BATi has become a pioneer in the development and application of CSD for fabrication of high-quality complex oxide films. CSD is a simple, flexible, and cost effective growth technique with the capability of growing thin films over large areas. BATi has also computerized the CSD process, allowing quality controlled films to be fabricated via nano-engineering in a layer-by-layer coating process. Our CSD apparatus is capable of multiple cycles that include immersing, withdrawing, drying, annealing and cooling stages. The number of cycles, the number of stages in a cycle and the processing parameters of each stage can all be controlled automatically. This allows a layer-by-layer control of the coatings at the nanometer scale. The computerized, layer-by-layer CSD process is capable of achieving a dense coating while avoiding large voids in the film, which are often observed in the typical CSD process with polymer additions and thick single layer coatings.

Our CSD method has also shown advantages in composition and structural control. As a result, BST, PZT and BaM thin films have been texturally grown on appropriate substrates by the CSD method, showing crystalline quality nearly equal to that produced by PLD. In the case of multi-component coatings, problems with vapor phase deposition methods are substantially reduced or eliminated in the CSD process.

In order to achieve low microwave loss, high device stability and reproducibility, thin films with minimum defects are desirable. It is especially desirable to provide low defect interfaces. To this end, we have developed buffer layers as adhesion promoter and diffusion barrier to accelerate the formation of an epitaxial film. The buffer layers are preferably compatible with the films and substrates, both structurally and thermally.

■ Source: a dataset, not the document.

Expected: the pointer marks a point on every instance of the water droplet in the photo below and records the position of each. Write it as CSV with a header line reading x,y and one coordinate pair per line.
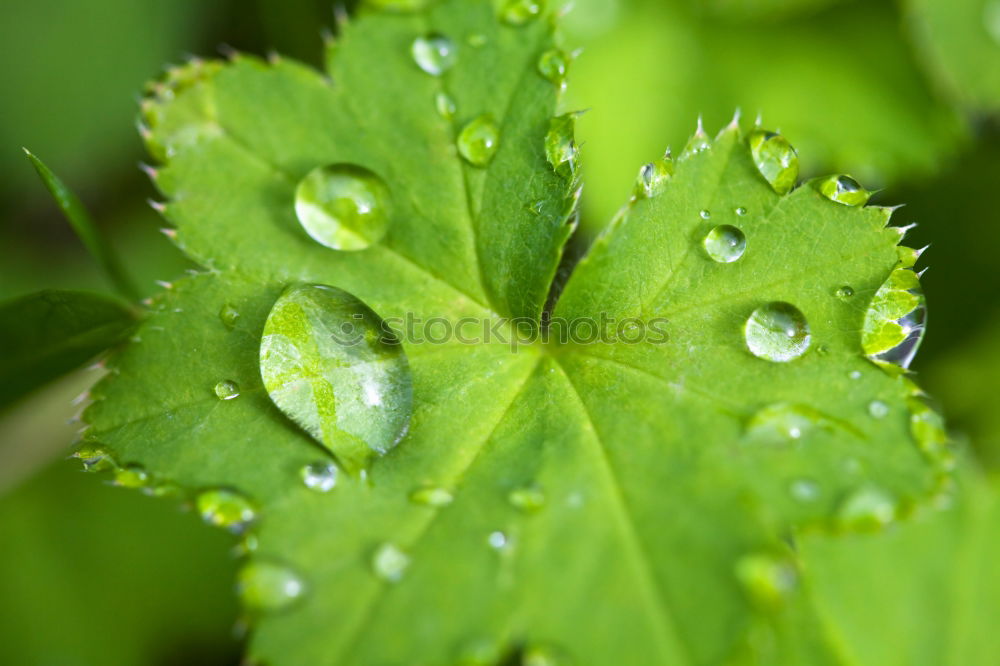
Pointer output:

Microwave losses critically depend on the materials quality and thin film interface properties. A key issue in the processing low loss films is the interface engineering. In the current disclosure, interfaces between films and substrates are engineered through developing nano-seeds and buffer layers. The seed materials can be BaM, BST or MgO, Al₂O₃, etc. The nano-seeds form seed layers through adjusting the concentration, viscosity and wettability of precursor solutions onto substrates.

Although sapphire substrates are very handy and steadily available with reasonable price, processing such substrates can be difficult and costly. Polycrystalline alumina substrates are redeemed as a promising alternative in the microwave application. Polycrystalline alumina substrates can provide minimum structural and thermal expansion mismatch between the thin film materials and substrates. In the disclosed embodiments, with proper seed layers and buffer layer material developed, we successfully grow high quality BST/BaM thin film heterostructures on polycrystalline alumina substrates.

FIG. 1 shows an example monolithic multiferroic heterostructure 100 in accordance with an embodiment of the invention. The heterostructure 100 includes, from bottom to top, a substrate 110, a first buffer layer 120 on the substrate 110, a first seed layer 130a, a ferromagnetic layer 130, a first electrode layer 140, a second buffer layer 150, a second seed layer 160a, a ferroelectric layer 160, and a second electrode layer 170. Some embodiments may include only a single seed layer, 130a or 160a. Likewise, some embodiments may include only a single buffer layer, 120 or 150.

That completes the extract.